Giuseppe Alessandria

Nato a Bene Vagienna il 22 luglio 1840, laureato in chimica all’università di Torino, fu sposo felice, padre di tre bambine e nonno. Studioso eccellente in diversi settori (dall’archeologia alla botanica), si dedica per alcuni anni alle vicende politiche come sindaco di Bene Vagienna (1884- 1889) e come Consigliere Provinciale, ma finisce con il preferire l’attività di ricerca. Di fondamentale rilevanza, sono le sue imprese archeologiche e più che soddisfacenti i risultati che ottenne: è lui a far emergere le rovine di Augusta Bagiennorum e ad affettuare ricerche approfondite sulle legislazioni e sui tesori d’arte della città. Istituisce, con l’amico Vacchetta, il Museo Civico. Unisce alla passione per i reperti, quella per i libri: la sua Biblioteca arriva a contenere 5.000 volumi. Ma non è solo uomo di studio e di ricerca. Giuseppe Alessandria cerca anche di risolvere in maniera attiva e propositiva i problemi che si presentano: l’epidemia di colera (attraverso i valori del solidarismo) o quelli economici (diventando socio fondatore della Cassa Rurale). Muore il 5 maggio 1926, prima di veder pubblicato il suo studio su Botero, dopo una vita spesa nella ricerca e nel sostegno di chi si rivolgeva a lui “il Commendatore, per aiuto e consiglio”.

Giovanni Vacchetta

Di antica famiglia Benese, nasce a Cuneo nel 1863; artista liberty e designer, si mise in luce per le sue abilità tecniche. Esperto d’arte e storico, contribuisce in modo decisivo alla conservazione dei beni culturali della provincia Granda. Realizza i disegni e la planimetria del sito archeologico di Augusta Bagiennorum. Muore nel 1940.

Pietro Gazzera

Nato a Bene Vagienna l’11 dicembre 1879, intraprende fin da giovanissimo la carriera Militare ed entra nel 1903 nello stato maggiore. Nella guerra italo turca del 1912 diviene Colonnello e, delegato dal Generale Armando Diaz, firma l’armistizio con gli austriaci (3 novembre 1918, Villa Giusti).

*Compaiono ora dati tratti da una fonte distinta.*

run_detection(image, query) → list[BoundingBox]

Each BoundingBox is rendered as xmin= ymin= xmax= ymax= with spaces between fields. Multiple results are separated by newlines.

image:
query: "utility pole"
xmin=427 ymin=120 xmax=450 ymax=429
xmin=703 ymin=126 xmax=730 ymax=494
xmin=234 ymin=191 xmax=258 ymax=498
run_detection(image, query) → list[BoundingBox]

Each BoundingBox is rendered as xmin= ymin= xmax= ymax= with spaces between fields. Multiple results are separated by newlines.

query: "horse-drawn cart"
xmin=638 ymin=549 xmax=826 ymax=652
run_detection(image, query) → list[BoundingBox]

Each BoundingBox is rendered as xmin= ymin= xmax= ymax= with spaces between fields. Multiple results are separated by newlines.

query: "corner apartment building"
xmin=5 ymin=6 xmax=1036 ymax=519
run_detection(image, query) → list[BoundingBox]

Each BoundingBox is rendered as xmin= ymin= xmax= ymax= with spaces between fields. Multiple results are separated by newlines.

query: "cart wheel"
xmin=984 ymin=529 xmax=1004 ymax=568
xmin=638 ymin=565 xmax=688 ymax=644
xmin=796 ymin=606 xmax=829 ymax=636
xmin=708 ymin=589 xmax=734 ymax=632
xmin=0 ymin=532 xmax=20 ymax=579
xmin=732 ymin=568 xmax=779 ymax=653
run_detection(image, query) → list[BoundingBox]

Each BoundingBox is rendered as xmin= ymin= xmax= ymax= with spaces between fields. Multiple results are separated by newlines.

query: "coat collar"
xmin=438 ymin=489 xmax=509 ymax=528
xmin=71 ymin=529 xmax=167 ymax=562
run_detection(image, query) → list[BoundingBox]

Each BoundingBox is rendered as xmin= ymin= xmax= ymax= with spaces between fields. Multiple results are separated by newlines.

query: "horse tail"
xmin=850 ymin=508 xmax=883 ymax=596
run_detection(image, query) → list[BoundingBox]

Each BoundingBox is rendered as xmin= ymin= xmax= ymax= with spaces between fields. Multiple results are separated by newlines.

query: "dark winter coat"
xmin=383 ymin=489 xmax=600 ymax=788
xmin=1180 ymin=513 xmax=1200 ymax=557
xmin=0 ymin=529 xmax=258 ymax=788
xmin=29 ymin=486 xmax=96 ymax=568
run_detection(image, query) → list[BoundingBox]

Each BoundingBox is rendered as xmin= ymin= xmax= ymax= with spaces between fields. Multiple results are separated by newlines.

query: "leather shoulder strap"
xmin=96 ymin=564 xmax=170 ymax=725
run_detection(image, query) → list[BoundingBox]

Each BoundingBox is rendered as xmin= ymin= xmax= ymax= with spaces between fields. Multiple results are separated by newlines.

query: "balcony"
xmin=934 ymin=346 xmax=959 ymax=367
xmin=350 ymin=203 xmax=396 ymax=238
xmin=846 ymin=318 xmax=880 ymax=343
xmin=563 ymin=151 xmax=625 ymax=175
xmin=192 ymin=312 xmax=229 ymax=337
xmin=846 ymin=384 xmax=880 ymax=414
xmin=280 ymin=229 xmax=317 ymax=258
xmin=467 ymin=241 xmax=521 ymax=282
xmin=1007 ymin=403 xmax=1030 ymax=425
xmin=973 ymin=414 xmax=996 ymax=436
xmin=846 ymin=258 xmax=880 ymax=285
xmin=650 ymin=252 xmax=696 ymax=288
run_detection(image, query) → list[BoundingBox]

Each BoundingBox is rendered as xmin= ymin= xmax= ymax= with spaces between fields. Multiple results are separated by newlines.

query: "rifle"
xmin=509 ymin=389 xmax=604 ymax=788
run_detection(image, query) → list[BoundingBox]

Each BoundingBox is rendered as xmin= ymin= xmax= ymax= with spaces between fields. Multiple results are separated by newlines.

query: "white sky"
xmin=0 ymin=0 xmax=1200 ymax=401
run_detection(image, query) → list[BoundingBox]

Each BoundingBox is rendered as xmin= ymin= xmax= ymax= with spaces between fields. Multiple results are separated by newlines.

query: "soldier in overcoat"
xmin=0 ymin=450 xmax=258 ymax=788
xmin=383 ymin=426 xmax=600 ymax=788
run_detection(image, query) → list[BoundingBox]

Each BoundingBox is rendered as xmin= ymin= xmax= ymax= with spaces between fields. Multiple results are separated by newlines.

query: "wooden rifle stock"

Diventa Generale, poi Ministro della Guerra e a seguire Senatore del Regno. L’ultima guerra lo vede impegnato contro gli Inglesi nell’appena conquistata Etiopia. È anche autore del libro “Guerra senza speranza”, un’analisi dettagliata e senza retorica dei motivi per cui l’Italia non avrebbe potuto che perdere la guerra. Muore a Ciriè il 30 giugno 1953.